Resource Utilization of Adults Admitted to a Large Urban Hospital With Community-Acquired Pneumonia Caused by Streptococcus pneumoniae: Summary
Excluding those patients who died, median length of stay was 2 days longer in patients who met our definition of delayed discharge. If patients were discharged within 1 day of meeting our clinical definition and receiving oral antibiotic therapy, the median length of stay for these 88 patients would have been 3 days (range, 2 to 6.75 days), with an estimated savings of approximately $507,000. These potential savings are likely underestimated given there was often a delay between IV-to-oral transition and the first day of stable clinical criteria; furthermore, we conservatively used the later day to define discharge eligibility. Our study was conducted at a single hospital, and while our patient population is likely similar to other large urban hospitals in the United States, one study has documented the distinct differences in clinical criteria used by physicians from institution to institution to determine when patients are stable for discharge, which may have influenced the impact of this variable. Additionally, clinical outcomes have not been adversely affected by decreases in length of stay (ie, discharge once patients are clinically stable without observation), suggesting that patients with CAP admitted to hospitals with historically long lengths of stay might be treated just as effectively with shorter hospital stays. It is important to note the limitations in attempting to define this variable retrospectively.

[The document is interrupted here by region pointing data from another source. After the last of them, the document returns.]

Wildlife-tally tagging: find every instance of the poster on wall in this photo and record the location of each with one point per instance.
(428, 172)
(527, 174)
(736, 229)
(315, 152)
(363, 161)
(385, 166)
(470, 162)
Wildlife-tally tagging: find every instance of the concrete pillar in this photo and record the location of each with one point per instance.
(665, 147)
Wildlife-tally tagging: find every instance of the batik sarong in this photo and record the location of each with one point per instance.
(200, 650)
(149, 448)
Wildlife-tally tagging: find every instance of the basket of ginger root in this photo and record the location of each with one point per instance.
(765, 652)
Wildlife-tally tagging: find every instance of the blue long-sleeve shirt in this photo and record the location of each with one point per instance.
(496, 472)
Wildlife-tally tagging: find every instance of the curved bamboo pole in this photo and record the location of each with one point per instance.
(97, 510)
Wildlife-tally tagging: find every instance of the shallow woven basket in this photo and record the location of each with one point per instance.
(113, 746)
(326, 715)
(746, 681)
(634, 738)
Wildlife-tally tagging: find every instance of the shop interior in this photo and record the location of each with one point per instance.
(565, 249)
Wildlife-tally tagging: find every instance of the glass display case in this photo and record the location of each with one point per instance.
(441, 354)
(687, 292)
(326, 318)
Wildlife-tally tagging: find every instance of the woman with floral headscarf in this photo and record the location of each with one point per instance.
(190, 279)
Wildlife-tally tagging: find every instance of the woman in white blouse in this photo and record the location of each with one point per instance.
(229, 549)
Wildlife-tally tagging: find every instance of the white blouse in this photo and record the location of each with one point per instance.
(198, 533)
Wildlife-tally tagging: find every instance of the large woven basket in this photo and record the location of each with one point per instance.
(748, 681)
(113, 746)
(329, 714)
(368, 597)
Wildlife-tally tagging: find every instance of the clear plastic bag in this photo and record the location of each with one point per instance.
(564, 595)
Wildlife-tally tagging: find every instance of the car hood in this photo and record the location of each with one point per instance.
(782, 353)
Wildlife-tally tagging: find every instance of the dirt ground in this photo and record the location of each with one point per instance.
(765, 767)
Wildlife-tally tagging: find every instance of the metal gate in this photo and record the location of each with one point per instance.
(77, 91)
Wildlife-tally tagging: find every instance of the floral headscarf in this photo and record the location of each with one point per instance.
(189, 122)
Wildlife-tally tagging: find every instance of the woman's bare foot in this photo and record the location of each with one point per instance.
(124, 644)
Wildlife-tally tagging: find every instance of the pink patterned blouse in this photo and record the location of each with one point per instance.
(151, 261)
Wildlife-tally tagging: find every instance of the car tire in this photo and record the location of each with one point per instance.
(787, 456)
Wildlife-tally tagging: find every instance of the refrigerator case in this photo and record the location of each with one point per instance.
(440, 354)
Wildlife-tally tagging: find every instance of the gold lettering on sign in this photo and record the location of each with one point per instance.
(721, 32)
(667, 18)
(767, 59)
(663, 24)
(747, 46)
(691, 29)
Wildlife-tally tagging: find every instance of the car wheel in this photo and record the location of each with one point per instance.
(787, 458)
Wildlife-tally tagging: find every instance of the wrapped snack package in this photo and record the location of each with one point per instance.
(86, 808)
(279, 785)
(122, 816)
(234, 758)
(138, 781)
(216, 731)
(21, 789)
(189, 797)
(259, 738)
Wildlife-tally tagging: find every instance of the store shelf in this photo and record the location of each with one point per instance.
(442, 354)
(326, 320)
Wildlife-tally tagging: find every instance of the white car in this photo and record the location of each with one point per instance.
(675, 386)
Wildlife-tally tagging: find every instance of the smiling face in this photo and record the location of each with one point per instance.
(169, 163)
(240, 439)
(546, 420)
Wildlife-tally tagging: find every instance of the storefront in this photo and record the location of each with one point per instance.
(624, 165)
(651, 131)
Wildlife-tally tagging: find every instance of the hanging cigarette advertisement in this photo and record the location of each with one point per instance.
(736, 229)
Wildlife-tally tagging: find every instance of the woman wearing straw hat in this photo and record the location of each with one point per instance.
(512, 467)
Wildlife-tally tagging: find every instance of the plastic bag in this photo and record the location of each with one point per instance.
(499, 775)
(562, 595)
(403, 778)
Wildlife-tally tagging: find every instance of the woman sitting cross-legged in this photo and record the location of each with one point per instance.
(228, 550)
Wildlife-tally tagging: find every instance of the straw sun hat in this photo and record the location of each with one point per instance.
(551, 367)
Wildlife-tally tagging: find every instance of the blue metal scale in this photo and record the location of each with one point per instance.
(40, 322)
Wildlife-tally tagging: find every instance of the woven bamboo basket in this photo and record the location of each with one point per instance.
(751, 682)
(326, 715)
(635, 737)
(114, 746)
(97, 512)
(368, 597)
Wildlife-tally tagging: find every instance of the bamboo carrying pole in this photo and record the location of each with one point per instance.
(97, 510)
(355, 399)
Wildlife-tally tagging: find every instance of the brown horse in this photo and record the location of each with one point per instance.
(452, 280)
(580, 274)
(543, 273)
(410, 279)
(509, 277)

Although there was no affect of age, comorbid illness, or PSI score, prolonged lengths of stay in these patients may be a reflection of numerous other factors in addition to defervescence, WBC normalization, and time to oral transition. Specifically, social issues and physician preferences, which cannot be accounted for in any severity of illness score, are important factors and difficult to account for given this study design. Nevertheless, given the significant impact that this defined variable had on our model, it will be sensible for us to further evaluate criteria for discharge within our institution and determine if changes in practice or discharge management can be addressed to reduce length of stay for CAP.

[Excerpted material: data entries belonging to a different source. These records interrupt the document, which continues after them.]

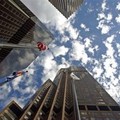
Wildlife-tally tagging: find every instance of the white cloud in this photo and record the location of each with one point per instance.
(104, 28)
(73, 32)
(78, 52)
(110, 63)
(59, 50)
(84, 27)
(103, 6)
(118, 19)
(118, 6)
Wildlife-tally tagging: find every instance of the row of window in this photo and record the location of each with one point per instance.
(11, 18)
(13, 10)
(101, 108)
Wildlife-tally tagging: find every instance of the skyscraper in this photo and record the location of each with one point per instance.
(73, 95)
(66, 7)
(19, 25)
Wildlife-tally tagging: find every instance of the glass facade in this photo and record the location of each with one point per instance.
(69, 99)
(19, 25)
(66, 7)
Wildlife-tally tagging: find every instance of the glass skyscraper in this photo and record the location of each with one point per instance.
(19, 25)
(73, 95)
(66, 7)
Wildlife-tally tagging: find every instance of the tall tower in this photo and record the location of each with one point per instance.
(19, 25)
(66, 7)
(73, 95)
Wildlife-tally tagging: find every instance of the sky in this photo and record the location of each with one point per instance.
(90, 37)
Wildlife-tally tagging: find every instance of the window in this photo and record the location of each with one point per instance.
(115, 108)
(103, 108)
(91, 107)
(82, 107)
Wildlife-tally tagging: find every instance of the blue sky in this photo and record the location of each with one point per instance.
(90, 37)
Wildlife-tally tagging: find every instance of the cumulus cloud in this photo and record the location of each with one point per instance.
(84, 27)
(104, 28)
(117, 19)
(78, 52)
(60, 50)
(103, 6)
(118, 6)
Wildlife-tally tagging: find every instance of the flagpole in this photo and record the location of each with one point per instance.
(23, 45)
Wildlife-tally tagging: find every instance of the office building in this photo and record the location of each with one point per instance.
(73, 95)
(19, 25)
(66, 7)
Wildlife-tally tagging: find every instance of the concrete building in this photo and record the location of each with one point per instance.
(19, 25)
(73, 95)
(66, 7)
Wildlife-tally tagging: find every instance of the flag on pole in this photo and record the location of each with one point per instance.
(13, 76)
(42, 46)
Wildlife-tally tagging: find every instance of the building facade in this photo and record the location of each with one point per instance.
(66, 7)
(19, 25)
(73, 95)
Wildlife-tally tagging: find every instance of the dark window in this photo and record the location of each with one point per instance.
(82, 107)
(69, 110)
(91, 107)
(115, 108)
(56, 110)
(33, 108)
(15, 110)
(103, 108)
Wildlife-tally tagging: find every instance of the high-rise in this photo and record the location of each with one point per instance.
(66, 7)
(73, 95)
(19, 25)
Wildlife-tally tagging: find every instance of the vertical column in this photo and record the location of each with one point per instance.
(75, 101)
(57, 105)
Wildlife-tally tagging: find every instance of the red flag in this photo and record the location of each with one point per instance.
(41, 46)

In conclusion, at our large, urban hospital, we observed that hospital bed costs accounted for > 50% of the total cost of care for patients admitted with CAP due to S pneumoniae. Admission to an ICU, neoplasm, and an unexplained delay in discharge were independently associated with both total hospital costs and increased length of stay; therefore, focused efforts to reduce total and ICU length of stay, including minimizing prolonged and unnecessary observation of patients, should have the most profound effect on reducing total costs. Finally, in the current era in which more potent antibiotics are empirically utilized to treat CAP, it does not appear that a simple classification of penicillin nonsusceptibility complicates the clinical or economic impact of S pneumoniae infection.